Verwerfung der Beschwerde

Bibliographie

Gericht
BSG
Datum
26.01.2026
Aktenzeichen
B 8 SO 4/26 AR
Entscheidungsform
Beschluss
Referenz
WKRS 2026, 11239
Entscheidungsname
[keine Angabe]
ECLI
ECLI:DE:BSG:2026:260126BB8SO426AR0

Verfahrensgang

vorgehend
SG Berlin - 31.07.2025 - AZ: S 37 SO 1284/25 ER
LSG Berlin-Brandenburg - 27.11.2025 - AZ: L 15 SO 214/25 B ER

Tenor:

Die Beschwerde des Antragstellers gegen den Beschluss des Landessozialgerichts Berlin-Brandenburg vom 27. November 2025 wird als unzulässig verworfen.

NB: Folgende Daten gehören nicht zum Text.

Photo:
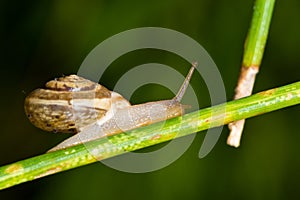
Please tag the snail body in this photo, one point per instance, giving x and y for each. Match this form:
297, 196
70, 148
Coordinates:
72, 104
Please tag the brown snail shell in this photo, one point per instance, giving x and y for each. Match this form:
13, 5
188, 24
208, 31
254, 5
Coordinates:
69, 103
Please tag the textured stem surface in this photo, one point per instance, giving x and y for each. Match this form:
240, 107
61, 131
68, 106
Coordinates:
103, 148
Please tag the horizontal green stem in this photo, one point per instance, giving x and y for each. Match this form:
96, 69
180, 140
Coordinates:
103, 148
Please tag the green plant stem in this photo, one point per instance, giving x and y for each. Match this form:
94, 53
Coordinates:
103, 148
253, 53
258, 32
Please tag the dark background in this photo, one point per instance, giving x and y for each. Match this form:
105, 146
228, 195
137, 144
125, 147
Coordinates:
43, 39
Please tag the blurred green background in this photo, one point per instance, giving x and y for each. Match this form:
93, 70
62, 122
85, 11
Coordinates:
46, 39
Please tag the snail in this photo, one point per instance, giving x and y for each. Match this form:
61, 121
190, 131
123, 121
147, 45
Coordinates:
72, 104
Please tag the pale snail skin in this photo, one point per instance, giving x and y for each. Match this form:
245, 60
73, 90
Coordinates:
77, 105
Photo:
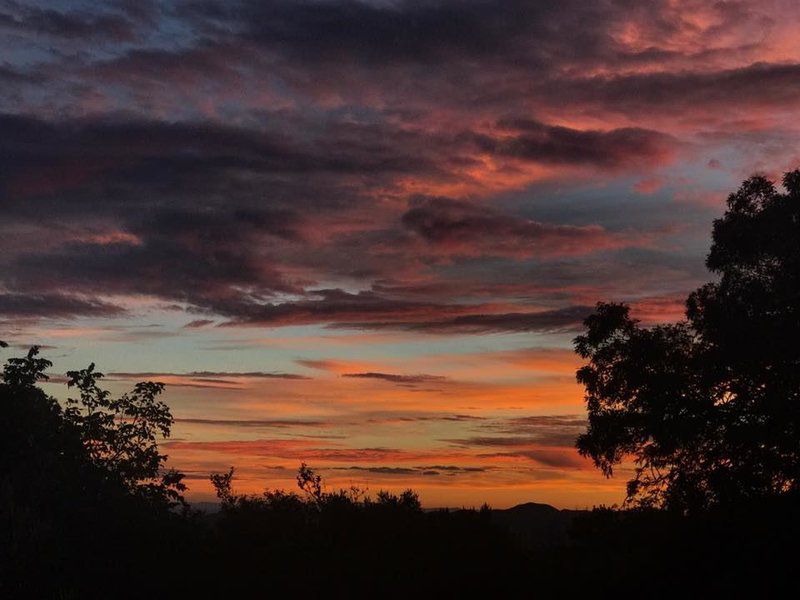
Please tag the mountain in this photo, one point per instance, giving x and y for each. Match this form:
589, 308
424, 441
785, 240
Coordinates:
537, 525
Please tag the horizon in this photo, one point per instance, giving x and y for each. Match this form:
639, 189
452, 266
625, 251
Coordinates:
363, 235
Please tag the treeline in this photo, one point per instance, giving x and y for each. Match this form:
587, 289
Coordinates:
706, 409
89, 510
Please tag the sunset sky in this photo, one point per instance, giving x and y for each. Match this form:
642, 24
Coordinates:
363, 234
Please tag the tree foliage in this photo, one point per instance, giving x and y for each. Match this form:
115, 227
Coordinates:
121, 435
708, 408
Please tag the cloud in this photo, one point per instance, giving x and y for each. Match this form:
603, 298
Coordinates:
534, 141
464, 229
558, 320
405, 380
54, 305
210, 375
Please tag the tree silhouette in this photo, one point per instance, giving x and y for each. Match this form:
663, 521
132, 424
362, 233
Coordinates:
121, 435
708, 408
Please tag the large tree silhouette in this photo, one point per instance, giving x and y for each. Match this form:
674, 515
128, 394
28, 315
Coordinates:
708, 408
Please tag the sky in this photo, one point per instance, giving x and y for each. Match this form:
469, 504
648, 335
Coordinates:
363, 235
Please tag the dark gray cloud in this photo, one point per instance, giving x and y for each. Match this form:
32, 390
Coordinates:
405, 380
54, 305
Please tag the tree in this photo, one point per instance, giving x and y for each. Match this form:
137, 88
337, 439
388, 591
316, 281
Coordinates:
121, 435
708, 408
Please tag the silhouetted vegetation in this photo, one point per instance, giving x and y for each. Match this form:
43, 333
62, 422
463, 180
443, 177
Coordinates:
707, 408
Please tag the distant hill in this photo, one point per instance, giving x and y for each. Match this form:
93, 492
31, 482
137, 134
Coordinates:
537, 525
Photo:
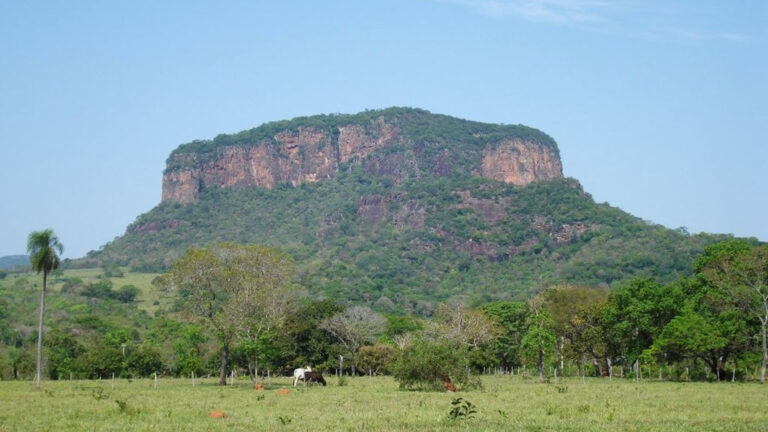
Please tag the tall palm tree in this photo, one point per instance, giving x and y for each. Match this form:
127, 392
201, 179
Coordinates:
42, 247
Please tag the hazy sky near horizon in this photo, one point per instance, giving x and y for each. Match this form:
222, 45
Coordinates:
658, 107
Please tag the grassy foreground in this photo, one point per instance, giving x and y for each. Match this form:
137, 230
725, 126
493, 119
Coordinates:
506, 403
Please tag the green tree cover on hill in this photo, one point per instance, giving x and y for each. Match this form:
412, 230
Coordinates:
432, 131
432, 244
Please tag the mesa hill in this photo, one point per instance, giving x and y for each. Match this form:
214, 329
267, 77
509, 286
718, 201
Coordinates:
396, 143
399, 208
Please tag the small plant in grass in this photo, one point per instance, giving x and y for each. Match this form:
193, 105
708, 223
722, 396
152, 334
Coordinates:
461, 409
124, 408
98, 393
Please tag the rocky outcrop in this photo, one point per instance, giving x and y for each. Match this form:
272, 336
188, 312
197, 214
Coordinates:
520, 162
311, 153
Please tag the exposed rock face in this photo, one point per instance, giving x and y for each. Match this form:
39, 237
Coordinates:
520, 162
314, 153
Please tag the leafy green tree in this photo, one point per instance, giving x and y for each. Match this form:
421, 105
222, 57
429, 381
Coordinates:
42, 247
224, 287
427, 364
740, 270
355, 327
574, 312
143, 361
63, 351
635, 314
689, 336
302, 342
376, 358
511, 317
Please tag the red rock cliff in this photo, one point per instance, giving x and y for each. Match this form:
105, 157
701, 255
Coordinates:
310, 154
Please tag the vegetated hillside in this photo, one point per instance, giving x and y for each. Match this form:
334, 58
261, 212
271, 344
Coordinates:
406, 209
10, 262
365, 239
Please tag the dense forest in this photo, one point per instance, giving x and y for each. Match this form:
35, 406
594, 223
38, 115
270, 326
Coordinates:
405, 246
708, 324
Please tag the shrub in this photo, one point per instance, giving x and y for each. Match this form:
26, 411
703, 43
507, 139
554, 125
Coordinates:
427, 364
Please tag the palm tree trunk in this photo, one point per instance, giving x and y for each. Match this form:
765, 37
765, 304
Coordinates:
224, 360
765, 353
39, 375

Außergerichtliche Kosten des Beschwerdeverfahrens sind nicht zu erstatten.

Gründe

1

Das Landessozialgericht (LSG) Berlin-Brandenburg hat die Beschwerde des Antragstellers gegen den Beschluss des Sozialgerichts (SG) Berlin vom 31.7.2025 in einem Verfahren des einstweiligen Rechtsschutzes als unbegründet zurückgewiesen (Beschluss vom 27.11.2025). In der Entscheidung hat es auf die Unanfechtbarkeit des Beschlusses hingewiesen (§ 177 Sozialgerichtsgesetz <SGG>). Hiergegen richtet sich die von der Bevollmächtigten an das LSG gerichtete Beschwerde des Antragstellers, die vom LSG an das Bundessozialgericht (BSG) weitergeleitet worden ist.

2

Die Beschwerde des Antragstellers ist ohne Beteiligung der ehrenamtlichen Richter in entsprechender Anwendung des § 169 Satz 3 SGG als unzulässig zu verwerfen, weil sie bereits nicht statthaft ist; der Beschluss des LSG im Verfahren des einstweiligen Rechtsschutzes ist nicht mit der Beschwerde an das BSG anfechtbar (§ 177 SGG).

3

Die Kostenentscheidung beruht auf der entsprechenden Anwendung des § 193 SGG.